Na outra ponta do processo estão as administradoras de fundos de pensão, vinculadas a grandes conglomerados financeiros nacionais e internacionais. “Esses grupos manejam um monte de recursos da economia de forma direta ou indireta, também com poder no exterior”, explica o professor chileno Andras Uthoff. Em 2018, ele já advertia que a sociedade estava reagindo à exploração do sistema financeiro, citando manifestação de um milhão de pessoas, convocadas pela No+AFP (sigla da organização que combate as administradoras de fundos de pensão).
Para além da propaganda neoliberal, que vende o país como “exemplo de sucesso econômico”, o Chile é o sétimo país mais desigual do mundo em um ranking de 264 países, segundo dados do Banco Mundial, divulgados em 2017. Também segundo o estudo “Desiguales”, do Programa das Nações Unidas para o Desenvolvimento (PNUD), o Chile é o país mais desigual entre os integrantes da Organização para a Cooperação e Desenvolvimento Econômico (OCDE) e o sétimo em desigualdade na América Latina. Atualmente, 1% da população concentra 33% da riqueza. E 0,1% detém 19,5% do que o país gera.

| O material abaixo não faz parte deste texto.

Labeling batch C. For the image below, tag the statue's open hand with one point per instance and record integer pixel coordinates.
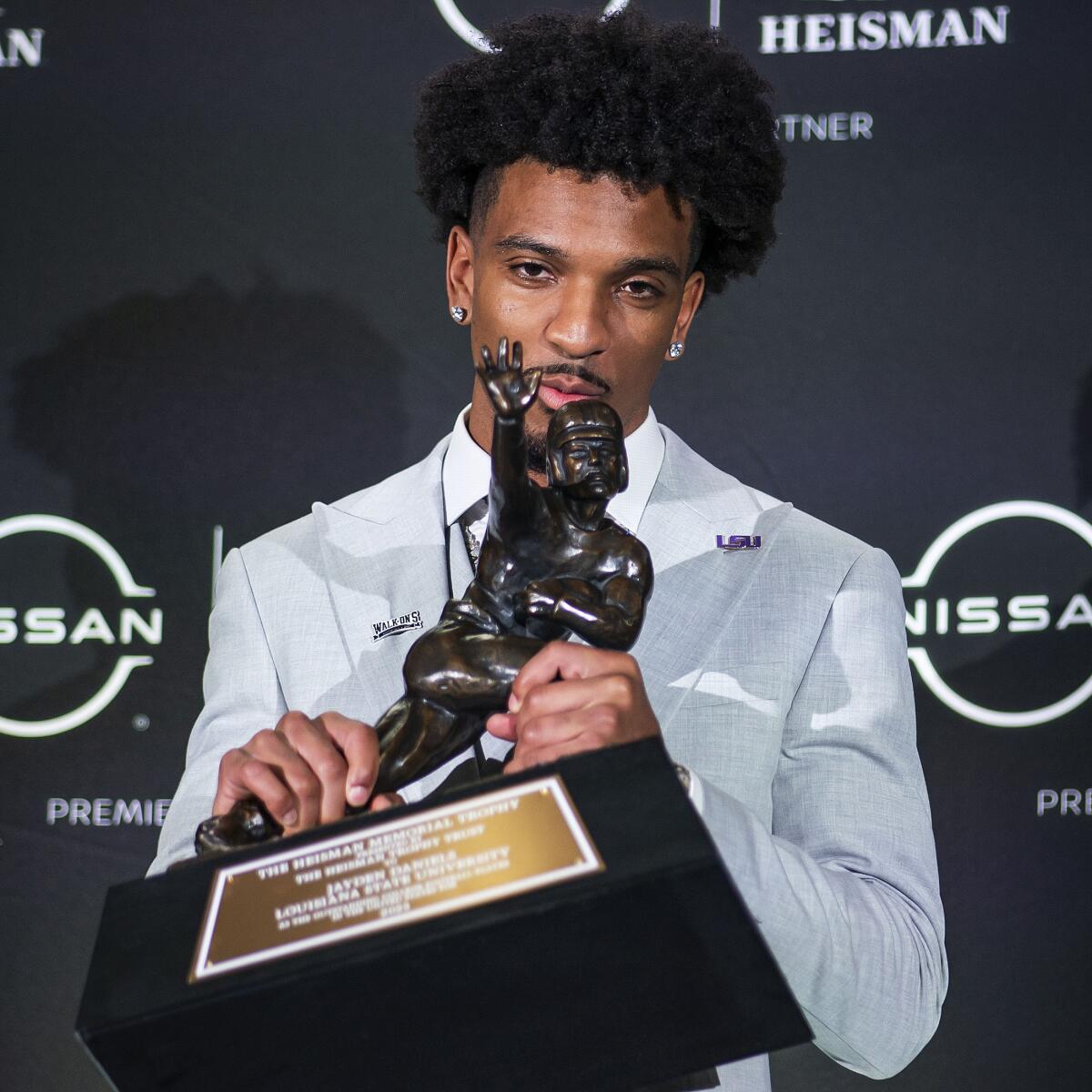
(511, 388)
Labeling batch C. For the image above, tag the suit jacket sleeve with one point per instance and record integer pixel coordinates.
(241, 697)
(844, 885)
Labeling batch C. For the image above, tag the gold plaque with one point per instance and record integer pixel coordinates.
(437, 862)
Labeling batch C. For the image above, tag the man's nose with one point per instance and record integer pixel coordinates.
(579, 327)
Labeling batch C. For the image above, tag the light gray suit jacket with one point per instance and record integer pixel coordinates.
(779, 676)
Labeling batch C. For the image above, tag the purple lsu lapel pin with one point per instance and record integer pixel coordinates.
(738, 541)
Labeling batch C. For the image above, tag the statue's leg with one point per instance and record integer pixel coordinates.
(456, 676)
(462, 669)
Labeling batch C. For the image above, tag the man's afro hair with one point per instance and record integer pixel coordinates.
(651, 105)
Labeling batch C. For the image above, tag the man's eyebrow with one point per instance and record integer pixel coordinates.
(530, 243)
(659, 262)
(643, 265)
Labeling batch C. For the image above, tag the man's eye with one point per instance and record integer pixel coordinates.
(531, 271)
(642, 289)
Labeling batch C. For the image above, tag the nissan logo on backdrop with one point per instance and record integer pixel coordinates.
(59, 605)
(998, 618)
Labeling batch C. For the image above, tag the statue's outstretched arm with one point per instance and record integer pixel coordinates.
(512, 391)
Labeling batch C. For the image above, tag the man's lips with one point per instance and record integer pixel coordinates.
(557, 390)
(556, 399)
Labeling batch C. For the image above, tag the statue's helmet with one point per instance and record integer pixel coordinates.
(584, 419)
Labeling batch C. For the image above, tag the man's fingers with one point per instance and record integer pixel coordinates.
(322, 757)
(528, 758)
(360, 747)
(562, 660)
(501, 725)
(571, 698)
(241, 776)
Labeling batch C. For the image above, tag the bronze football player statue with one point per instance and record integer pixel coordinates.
(552, 565)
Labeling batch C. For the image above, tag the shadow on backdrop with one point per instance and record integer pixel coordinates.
(168, 415)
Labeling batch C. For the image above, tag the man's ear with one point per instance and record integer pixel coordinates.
(460, 270)
(693, 292)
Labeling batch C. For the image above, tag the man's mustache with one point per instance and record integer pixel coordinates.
(578, 371)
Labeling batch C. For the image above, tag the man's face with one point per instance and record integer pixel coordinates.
(592, 281)
(587, 467)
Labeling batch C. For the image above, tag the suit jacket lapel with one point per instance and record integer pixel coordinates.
(698, 587)
(386, 556)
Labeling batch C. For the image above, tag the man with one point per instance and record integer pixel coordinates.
(593, 179)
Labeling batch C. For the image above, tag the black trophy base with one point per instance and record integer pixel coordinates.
(612, 982)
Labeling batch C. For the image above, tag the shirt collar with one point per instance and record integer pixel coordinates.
(467, 470)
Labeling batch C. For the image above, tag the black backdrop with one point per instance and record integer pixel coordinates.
(219, 292)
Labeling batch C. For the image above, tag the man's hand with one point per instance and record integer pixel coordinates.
(569, 698)
(511, 390)
(305, 771)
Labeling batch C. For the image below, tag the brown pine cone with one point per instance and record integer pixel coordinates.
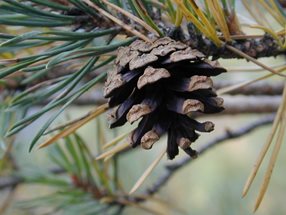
(162, 83)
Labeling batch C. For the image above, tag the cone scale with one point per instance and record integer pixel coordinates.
(161, 84)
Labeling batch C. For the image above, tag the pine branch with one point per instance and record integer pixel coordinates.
(10, 181)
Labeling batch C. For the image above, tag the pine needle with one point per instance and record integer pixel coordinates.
(265, 148)
(272, 161)
(117, 21)
(242, 54)
(99, 110)
(132, 17)
(112, 151)
(246, 83)
(147, 172)
(218, 15)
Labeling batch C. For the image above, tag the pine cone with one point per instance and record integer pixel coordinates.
(163, 83)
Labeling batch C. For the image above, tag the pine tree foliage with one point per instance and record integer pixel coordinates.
(53, 52)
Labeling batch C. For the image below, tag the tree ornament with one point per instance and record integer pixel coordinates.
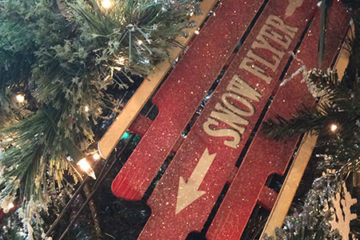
(342, 215)
(85, 167)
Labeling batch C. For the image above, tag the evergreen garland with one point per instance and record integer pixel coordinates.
(59, 59)
(336, 119)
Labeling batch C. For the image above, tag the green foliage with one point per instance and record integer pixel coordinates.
(63, 59)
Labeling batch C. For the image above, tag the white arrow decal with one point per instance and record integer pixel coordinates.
(189, 191)
(293, 5)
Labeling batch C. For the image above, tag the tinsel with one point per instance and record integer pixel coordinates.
(63, 59)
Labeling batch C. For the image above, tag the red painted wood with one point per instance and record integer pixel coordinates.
(266, 156)
(182, 93)
(164, 222)
(140, 125)
(267, 198)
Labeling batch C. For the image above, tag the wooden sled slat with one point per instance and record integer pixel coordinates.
(187, 192)
(237, 206)
(182, 92)
(128, 114)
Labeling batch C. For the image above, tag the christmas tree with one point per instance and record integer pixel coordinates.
(64, 67)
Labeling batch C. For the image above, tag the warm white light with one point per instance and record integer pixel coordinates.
(121, 60)
(96, 157)
(333, 127)
(11, 206)
(20, 98)
(107, 4)
(85, 167)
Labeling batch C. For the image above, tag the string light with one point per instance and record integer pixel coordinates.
(107, 4)
(20, 98)
(11, 206)
(85, 167)
(121, 60)
(333, 127)
(96, 157)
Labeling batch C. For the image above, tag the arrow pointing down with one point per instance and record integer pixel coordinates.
(189, 191)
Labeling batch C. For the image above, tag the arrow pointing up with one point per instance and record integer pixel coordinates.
(189, 191)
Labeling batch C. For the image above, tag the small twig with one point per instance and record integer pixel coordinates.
(93, 212)
(56, 222)
(93, 192)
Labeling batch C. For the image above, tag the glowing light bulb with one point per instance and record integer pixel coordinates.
(85, 167)
(96, 157)
(107, 4)
(20, 98)
(11, 206)
(333, 127)
(121, 60)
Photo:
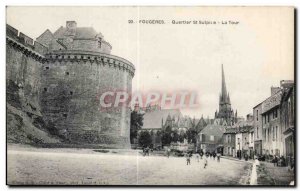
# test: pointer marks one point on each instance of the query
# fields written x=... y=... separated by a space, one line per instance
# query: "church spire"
x=224 y=91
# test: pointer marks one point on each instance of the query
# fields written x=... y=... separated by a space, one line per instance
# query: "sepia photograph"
x=150 y=96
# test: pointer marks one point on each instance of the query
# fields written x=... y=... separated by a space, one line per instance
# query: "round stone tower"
x=79 y=67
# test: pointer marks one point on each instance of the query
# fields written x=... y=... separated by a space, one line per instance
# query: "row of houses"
x=269 y=131
x=274 y=122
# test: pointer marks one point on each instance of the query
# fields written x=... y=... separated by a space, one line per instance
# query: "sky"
x=256 y=53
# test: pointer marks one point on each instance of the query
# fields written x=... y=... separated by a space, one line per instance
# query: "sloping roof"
x=231 y=130
x=153 y=119
x=216 y=130
x=201 y=124
x=81 y=32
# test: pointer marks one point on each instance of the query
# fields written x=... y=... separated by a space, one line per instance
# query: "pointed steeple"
x=224 y=91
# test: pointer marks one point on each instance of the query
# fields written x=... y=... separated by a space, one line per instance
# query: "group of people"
x=146 y=151
x=199 y=156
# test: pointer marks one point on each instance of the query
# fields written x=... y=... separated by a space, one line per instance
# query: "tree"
x=166 y=138
x=136 y=123
x=145 y=139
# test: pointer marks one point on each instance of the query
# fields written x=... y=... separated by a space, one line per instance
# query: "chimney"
x=71 y=28
x=274 y=90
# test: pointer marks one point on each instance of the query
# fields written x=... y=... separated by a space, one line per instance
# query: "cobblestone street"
x=74 y=166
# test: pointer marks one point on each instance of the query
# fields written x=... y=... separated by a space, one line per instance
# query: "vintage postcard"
x=148 y=96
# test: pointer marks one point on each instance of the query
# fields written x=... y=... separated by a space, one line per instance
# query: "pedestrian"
x=197 y=157
x=275 y=161
x=205 y=163
x=218 y=157
x=214 y=155
x=188 y=159
x=168 y=152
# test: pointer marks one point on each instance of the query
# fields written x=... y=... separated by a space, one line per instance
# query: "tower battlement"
x=61 y=74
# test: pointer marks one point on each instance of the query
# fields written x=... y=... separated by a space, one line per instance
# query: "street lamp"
x=239 y=149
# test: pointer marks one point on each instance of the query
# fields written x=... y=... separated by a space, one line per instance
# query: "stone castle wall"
x=70 y=97
x=23 y=71
x=63 y=87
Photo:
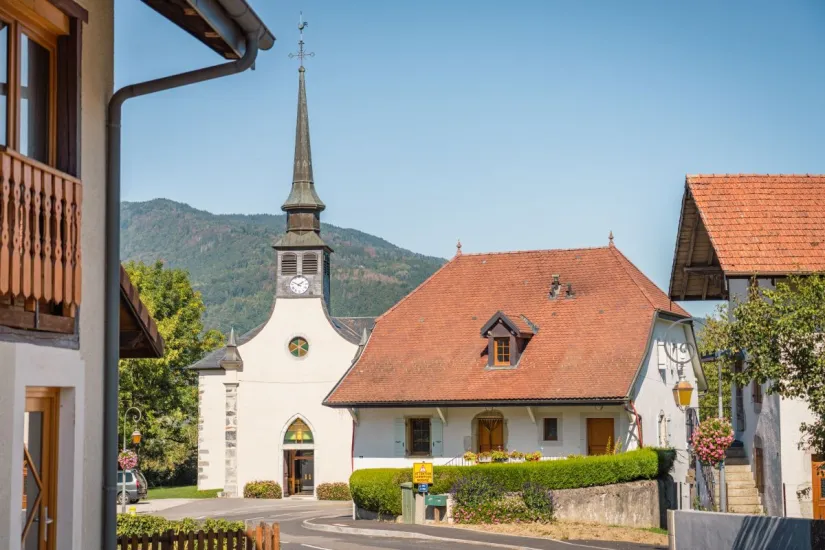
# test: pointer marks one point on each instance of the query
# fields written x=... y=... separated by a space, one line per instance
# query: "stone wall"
x=633 y=504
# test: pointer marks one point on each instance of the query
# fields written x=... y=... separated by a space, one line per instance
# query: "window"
x=28 y=84
x=309 y=264
x=502 y=351
x=551 y=429
x=289 y=264
x=757 y=393
x=298 y=347
x=419 y=436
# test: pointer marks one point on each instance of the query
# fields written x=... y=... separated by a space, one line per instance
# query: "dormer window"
x=507 y=337
x=501 y=349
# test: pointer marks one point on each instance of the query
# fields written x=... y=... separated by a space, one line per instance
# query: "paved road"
x=292 y=513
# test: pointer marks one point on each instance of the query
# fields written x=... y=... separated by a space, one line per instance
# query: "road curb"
x=385 y=533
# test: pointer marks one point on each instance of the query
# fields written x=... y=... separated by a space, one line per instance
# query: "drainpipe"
x=112 y=275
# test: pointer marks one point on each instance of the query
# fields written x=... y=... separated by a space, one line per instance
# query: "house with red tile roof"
x=559 y=351
x=735 y=229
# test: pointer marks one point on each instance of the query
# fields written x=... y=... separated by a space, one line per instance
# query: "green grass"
x=190 y=491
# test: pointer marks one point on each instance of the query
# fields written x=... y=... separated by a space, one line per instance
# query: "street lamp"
x=136 y=436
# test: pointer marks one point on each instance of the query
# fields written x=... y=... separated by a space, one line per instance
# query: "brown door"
x=818 y=485
x=39 y=468
x=599 y=432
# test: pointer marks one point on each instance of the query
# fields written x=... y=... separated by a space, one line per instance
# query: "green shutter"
x=437 y=436
x=400 y=431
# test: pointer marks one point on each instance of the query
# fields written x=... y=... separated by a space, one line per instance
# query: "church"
x=548 y=352
x=260 y=398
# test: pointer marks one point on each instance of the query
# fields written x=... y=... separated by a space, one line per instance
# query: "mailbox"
x=435 y=500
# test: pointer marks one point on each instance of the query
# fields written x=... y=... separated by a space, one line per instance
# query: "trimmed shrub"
x=333 y=491
x=128 y=525
x=378 y=490
x=262 y=489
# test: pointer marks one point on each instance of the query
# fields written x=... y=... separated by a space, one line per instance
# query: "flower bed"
x=377 y=490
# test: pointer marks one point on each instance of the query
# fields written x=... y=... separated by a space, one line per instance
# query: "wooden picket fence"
x=255 y=537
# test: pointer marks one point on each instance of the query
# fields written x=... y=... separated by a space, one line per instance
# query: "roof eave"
x=478 y=403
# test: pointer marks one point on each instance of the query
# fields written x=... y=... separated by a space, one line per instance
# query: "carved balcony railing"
x=40 y=267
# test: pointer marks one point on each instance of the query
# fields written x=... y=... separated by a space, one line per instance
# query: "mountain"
x=231 y=262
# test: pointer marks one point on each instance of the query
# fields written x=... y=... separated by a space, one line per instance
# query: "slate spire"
x=303 y=206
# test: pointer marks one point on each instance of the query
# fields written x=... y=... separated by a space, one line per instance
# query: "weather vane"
x=301 y=53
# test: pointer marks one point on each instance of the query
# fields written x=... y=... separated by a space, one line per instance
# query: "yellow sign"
x=422 y=472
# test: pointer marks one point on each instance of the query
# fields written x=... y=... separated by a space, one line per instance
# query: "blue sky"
x=520 y=125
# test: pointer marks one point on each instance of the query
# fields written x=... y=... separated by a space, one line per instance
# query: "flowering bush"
x=127 y=460
x=711 y=439
x=499 y=456
x=262 y=489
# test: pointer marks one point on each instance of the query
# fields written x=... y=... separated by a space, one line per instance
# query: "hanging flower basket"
x=127 y=460
x=711 y=439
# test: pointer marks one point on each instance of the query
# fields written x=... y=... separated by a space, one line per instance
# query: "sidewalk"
x=346 y=525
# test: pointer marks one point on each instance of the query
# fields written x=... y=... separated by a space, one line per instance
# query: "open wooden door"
x=40 y=468
x=818 y=485
x=599 y=432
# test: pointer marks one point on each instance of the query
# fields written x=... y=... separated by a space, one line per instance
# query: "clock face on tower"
x=299 y=284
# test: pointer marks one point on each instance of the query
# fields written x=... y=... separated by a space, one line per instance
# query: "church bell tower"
x=303 y=257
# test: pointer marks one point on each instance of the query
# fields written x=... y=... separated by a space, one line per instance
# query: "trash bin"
x=407 y=502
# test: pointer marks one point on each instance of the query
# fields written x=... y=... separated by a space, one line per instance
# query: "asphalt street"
x=295 y=518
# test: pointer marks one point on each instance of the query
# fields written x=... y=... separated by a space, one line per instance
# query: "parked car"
x=136 y=486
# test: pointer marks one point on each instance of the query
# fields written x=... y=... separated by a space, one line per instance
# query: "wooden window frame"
x=46 y=34
x=502 y=342
x=411 y=438
x=544 y=428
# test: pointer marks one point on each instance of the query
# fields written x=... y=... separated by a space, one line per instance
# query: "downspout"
x=112 y=258
x=631 y=408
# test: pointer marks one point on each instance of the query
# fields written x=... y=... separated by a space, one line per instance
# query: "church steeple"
x=303 y=206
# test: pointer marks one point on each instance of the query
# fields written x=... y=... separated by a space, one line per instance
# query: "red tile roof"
x=428 y=348
x=768 y=224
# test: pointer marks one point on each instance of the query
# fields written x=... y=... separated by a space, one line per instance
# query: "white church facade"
x=260 y=398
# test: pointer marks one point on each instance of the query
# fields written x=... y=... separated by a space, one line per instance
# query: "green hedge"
x=378 y=490
x=333 y=491
x=262 y=489
x=128 y=525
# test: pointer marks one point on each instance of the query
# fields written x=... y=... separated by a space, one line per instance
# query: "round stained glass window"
x=298 y=347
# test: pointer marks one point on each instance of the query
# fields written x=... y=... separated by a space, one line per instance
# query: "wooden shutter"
x=400 y=435
x=437 y=436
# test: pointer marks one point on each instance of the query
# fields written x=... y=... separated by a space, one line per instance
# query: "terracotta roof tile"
x=428 y=348
x=763 y=223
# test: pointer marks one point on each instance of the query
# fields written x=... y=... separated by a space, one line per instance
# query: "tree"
x=164 y=389
x=780 y=332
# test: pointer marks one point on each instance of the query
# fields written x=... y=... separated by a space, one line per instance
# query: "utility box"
x=407 y=502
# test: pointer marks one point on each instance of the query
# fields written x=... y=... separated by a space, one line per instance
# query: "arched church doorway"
x=299 y=459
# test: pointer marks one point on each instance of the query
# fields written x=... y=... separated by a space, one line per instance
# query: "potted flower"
x=499 y=455
x=533 y=457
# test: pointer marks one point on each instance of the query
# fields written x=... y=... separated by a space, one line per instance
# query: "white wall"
x=375 y=433
x=275 y=388
x=654 y=392
x=796 y=461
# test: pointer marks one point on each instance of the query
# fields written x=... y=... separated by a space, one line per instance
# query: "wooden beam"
x=691 y=246
x=531 y=414
x=442 y=414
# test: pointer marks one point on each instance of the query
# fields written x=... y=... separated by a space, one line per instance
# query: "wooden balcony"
x=40 y=257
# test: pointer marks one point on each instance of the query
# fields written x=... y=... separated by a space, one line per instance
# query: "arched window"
x=489 y=430
x=298 y=432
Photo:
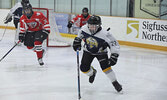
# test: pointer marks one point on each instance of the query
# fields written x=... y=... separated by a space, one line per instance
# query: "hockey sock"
x=38 y=49
x=89 y=72
x=110 y=74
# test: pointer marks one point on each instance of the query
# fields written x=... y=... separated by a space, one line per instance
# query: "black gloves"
x=21 y=37
x=8 y=20
x=77 y=44
x=69 y=24
x=113 y=59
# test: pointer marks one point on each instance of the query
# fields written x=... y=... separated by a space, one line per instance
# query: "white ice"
x=142 y=73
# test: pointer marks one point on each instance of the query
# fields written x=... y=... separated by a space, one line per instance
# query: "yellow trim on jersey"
x=86 y=72
x=107 y=69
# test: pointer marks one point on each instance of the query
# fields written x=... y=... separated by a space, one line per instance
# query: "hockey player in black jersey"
x=96 y=40
x=15 y=13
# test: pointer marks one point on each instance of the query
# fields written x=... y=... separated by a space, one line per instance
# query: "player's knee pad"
x=107 y=70
x=38 y=46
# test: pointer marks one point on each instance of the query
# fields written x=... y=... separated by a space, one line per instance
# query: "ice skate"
x=91 y=78
x=117 y=86
x=40 y=61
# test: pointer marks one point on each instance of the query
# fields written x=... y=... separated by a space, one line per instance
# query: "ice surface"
x=142 y=73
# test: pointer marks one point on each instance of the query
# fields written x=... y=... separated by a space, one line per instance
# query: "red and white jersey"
x=80 y=20
x=37 y=22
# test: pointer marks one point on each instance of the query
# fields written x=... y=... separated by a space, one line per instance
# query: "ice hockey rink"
x=142 y=73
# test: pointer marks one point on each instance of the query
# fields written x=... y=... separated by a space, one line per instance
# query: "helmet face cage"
x=85 y=12
x=27 y=10
x=94 y=23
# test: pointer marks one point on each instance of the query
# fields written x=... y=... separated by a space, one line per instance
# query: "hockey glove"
x=8 y=20
x=45 y=33
x=113 y=59
x=21 y=37
x=77 y=44
x=105 y=45
x=69 y=24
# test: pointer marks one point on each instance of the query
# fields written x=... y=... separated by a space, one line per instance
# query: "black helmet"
x=26 y=9
x=95 y=20
x=94 y=24
x=85 y=9
x=24 y=2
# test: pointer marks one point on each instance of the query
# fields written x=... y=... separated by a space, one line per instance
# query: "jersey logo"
x=91 y=42
x=32 y=24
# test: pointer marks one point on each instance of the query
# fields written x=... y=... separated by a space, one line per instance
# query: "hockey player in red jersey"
x=34 y=29
x=80 y=18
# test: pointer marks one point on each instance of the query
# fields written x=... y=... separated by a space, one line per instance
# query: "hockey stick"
x=9 y=50
x=79 y=93
x=4 y=32
x=108 y=29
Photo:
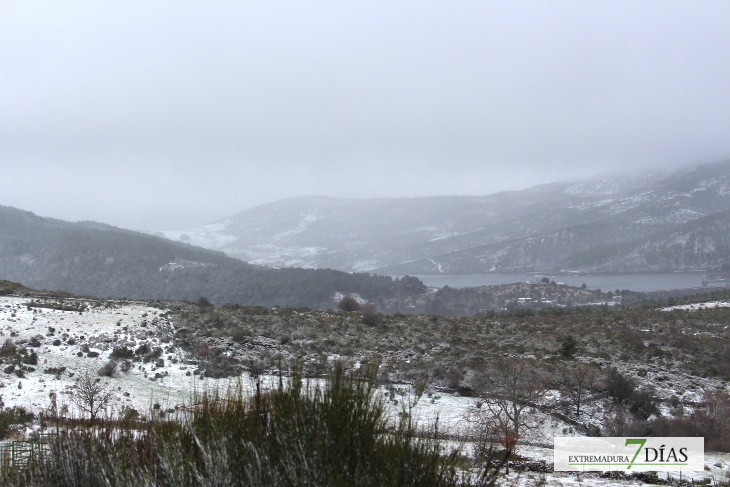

Tão logo ganhou a eleição, Jair Bolsonaro e o ministro Paulo Guedes trataram de vender ao Brasil o modelo chileno de capitalização para a Previdência Social. “Isso é algo que a equipe sempre defendeu, um regime de capitalização que permita que a sociedade brasileira possa se equiparar, talvez em 7 ou 8 anos, ao Chile, por exemplo”, disse o então ministro-chefe da Casa Civil, Onyx Lorenzoni. “O Chile, com seu regime de capitalização, sustenta o crescimento chileno”, alardeava o ministro. Apesar de objeto do desejo do governo e do rentismo, a proposta de capitalização foi derrotada na reforma da Previdência.
Frente à resistência que cresce em toda a América Latina, o neoliberalismo tenta preparar nova contra-ofensiva, para não perder os dedos, com o mote do combate à desigualdade. Em agosto, a Business Roundtable, que reúne 181 CEOs das maiores empresas do mundo, revisou sua histórica posição.
Antes voltada para a maximização dos lucros dos acionistas, agora defende que empresas devem beneficiar a todos – “clientes, funcionários, fornecedores, comunidades e acionistas”. “Mesmo economistas mais liberais já admitem incorporar a política social na formulação de políticas econômicas”, disse recentemente Armínio Fraga, ex-presidente do Banco Central.
“Tomado como modelo, o Chile serviu de referência para a construção desse modelo da reforma da Previdência que nós discutimos”, alerta o senador Rogério Carvalho (PT-SE). “Ao longo de 10 anos, serão R$ 800 bilhões retirados do consumo, da atividade econômica, dinheiro que vai faltar na vida das pessoas”, denuncia o senador petista, comparando a situação brasileira com a dura realidade chilena.
A revolta no Chile, no entanto, é um sinal da resistência dos povos da região, antecedido pelas manifestações no Equador e confirmado pela vitoriosa eleição de Evo Morales na Bolívia e, provavelmente, de Alberto Fernandez na Argentina, neste próximo domingo.